Неясным от слез взглядом смотрю в его холодное, как лед, лицо.

— Ты только что занимался со мной любовью. Я приняла тебя. Ты хотел, чтобы я забыла того мужчину, и я забыла.

— Он все еще здесь, Ливи, — рычит он грубо. — Он никогда не уйдет!

— Он ушел! — настаиваю с отчаянием. — Его никогда здесь нет, когда мы вместе. — Это неправда, и я это знаю, но я падаю в бездну и, чтобы удержаться, буду пробовать зацепиться за что угодно.

— Он здесь, — выплевывает он, наклоняясь и поднимая с пола мое худое тело. — Я был глупцом, думая, что смогу это сделать.

— Сделать что?

Он вздрагивает и, отпустив меня, взмахом руки окидывает меня снизу вверх:

— Это!

— Ты имеешь в виду чувства? — ударяю его в грудь. — Любовь?

Он закрывает рот и отходит, явно пытаясь держать себя в руках:

— Я не могу любить тебя.

— Не смей, — жалобно шепчу. — Не смей так говорить.

— Правда ранит, Оливия.

— Все из-за этой женщины ночью, так ведь? — спрашиваю я; вдруг все, что я вижу сквозь пелену страха, это ее высокомерное лицо. — София. Что она сказала?

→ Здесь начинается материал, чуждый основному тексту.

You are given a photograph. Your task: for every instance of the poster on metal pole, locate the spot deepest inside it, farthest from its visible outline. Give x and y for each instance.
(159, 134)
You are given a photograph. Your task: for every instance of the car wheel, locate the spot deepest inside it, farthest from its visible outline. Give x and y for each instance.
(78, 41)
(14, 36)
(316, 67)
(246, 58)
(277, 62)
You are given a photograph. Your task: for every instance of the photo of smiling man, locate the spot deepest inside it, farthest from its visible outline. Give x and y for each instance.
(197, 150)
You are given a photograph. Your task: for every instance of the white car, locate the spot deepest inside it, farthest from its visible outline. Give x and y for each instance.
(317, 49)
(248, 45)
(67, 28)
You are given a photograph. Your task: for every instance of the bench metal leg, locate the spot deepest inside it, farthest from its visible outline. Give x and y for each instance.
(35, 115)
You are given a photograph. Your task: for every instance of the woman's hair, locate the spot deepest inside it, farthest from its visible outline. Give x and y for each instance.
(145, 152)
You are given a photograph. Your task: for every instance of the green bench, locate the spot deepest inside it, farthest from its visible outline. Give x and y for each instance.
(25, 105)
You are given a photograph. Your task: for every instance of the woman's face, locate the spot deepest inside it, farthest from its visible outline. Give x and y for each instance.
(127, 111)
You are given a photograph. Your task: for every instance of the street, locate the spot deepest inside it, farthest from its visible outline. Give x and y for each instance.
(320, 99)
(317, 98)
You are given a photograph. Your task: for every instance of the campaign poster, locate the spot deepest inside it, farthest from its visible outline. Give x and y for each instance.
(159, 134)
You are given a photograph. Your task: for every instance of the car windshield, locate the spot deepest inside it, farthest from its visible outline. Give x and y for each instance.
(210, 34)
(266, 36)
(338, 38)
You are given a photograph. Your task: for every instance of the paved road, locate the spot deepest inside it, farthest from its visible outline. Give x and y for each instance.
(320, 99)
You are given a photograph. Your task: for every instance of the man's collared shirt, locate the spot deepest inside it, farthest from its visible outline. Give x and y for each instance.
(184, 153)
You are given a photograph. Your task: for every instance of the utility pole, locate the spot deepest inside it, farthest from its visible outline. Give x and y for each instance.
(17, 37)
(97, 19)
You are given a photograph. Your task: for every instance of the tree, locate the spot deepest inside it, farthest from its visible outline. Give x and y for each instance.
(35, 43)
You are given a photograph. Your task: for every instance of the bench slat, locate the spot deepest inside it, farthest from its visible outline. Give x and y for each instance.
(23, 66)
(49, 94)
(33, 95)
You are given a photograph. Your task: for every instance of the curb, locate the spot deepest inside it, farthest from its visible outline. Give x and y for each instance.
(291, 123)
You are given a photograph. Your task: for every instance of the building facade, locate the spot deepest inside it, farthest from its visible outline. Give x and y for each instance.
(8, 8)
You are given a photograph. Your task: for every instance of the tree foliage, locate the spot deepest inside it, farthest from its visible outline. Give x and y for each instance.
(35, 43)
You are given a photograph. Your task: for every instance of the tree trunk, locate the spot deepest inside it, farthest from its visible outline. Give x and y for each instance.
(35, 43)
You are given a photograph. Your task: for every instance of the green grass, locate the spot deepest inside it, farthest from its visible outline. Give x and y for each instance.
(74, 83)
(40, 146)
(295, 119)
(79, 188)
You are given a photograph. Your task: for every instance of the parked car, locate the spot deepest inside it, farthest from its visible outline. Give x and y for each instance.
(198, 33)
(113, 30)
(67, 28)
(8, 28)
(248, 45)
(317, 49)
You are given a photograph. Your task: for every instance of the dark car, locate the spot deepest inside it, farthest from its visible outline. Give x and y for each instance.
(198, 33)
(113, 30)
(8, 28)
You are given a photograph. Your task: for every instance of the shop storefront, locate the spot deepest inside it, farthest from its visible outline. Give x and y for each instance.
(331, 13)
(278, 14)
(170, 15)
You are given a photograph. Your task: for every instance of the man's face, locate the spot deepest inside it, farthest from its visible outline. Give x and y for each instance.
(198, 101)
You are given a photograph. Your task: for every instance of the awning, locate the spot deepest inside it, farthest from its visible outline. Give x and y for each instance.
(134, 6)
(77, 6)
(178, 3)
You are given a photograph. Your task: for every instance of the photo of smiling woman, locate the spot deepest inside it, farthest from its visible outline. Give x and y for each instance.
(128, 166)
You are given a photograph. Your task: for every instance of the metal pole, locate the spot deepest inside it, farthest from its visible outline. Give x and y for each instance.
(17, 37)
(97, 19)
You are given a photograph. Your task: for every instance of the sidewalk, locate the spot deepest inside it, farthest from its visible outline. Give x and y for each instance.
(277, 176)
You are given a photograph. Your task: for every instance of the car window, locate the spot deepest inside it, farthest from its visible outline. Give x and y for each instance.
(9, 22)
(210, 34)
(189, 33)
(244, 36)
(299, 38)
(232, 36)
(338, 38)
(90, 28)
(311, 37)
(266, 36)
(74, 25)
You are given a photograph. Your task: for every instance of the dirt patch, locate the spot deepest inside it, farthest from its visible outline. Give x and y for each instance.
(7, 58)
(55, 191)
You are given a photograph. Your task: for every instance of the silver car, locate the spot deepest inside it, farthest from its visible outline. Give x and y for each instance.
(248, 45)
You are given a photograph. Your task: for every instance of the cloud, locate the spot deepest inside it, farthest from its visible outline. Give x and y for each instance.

— Это никак с ней не связано. — Он выходит из ванной, и я понимаю, что причина в том, что я ближе подбираюсь к сути.

— Ты правда хотел остановиться?

— Да! — Рычит он, разворачиваясь и пронзая меня бешеными глазами, но вскоре одергивает себя, осознав, что сказал. — Нет!

— Да или нет? — кричу я.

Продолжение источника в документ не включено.